The invention discloses a method for recognizing abnormal samples in the near infrared spectrum analysis. With the combination of a half resampling algorithm and a Cook distance algorithm, the abnormal sample recognition is conducted on near infrared spectrum analysis data. Firstly, a result expression mode of the half resampling algorithm is changed to conduct the abnormal sample recognition on the spectrum data, then the abnormal sample recognition is conducted on chemical values by means of the Cook distance algorithm, each optimal confidence interval is selected through a modeling effect of partial least squares, and the combination of the two optimal confidence intervals serve as a confidence interval in the method; with regard to abnormal samples which simultaneously occur in the two methods, and if being a high leverage value, the abnormal samples are removed and otherwise reserved. According to the method, with the combination of the two mutually independent algorithms, the situation that spectroscopic anomaly and chemical value anomaly simultaneously exist or one of the spectroscopic anomaly and the chemical value anomaly exists can be handled, special abnormal samples are deeply judged, characteristic samples which are recognized due to self-characteristics are reserved, and the applicability and the stability of a model are enhanced.

Description

technical field [0001] The invention relates to the technical field of near-infrared spectrum analysis, in particular to a method for identifying abnormal samples in near-infrared spectrum analysis. Background technique [0002] Near-infrared spectroscopy has the characteristics of fast analysis speed, no damage to samples, and low cost. It has been widely used in agriculture, food, medicine and other fields.
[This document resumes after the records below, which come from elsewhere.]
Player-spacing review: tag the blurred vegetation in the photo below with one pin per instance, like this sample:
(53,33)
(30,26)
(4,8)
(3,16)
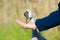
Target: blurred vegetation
(10,10)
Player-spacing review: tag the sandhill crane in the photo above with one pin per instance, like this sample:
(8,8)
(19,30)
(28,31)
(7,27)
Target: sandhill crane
(35,34)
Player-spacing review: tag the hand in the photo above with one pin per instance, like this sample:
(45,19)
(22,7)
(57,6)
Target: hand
(26,26)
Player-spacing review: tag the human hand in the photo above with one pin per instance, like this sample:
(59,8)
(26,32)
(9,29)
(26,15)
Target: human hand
(29,25)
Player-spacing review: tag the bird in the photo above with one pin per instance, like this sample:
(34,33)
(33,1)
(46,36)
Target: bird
(35,34)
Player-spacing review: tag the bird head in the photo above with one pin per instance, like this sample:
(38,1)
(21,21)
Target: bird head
(28,14)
Near-infrared spectral analysis data includes sample spectral scanning data and chemical value data of sample elements. Factors such as improper sample preparation methods, changes in surrounding environmental factors, and instrument problems will cause abnormal data in spectral data, and most of the chemical values ​​are acquired. Obtained by chemical experiment methods, improper methods and misoperations in the experimental process will also cause abnormalities in the chemical value data. The NIR spectral analysis data in different analysis processes may contain both...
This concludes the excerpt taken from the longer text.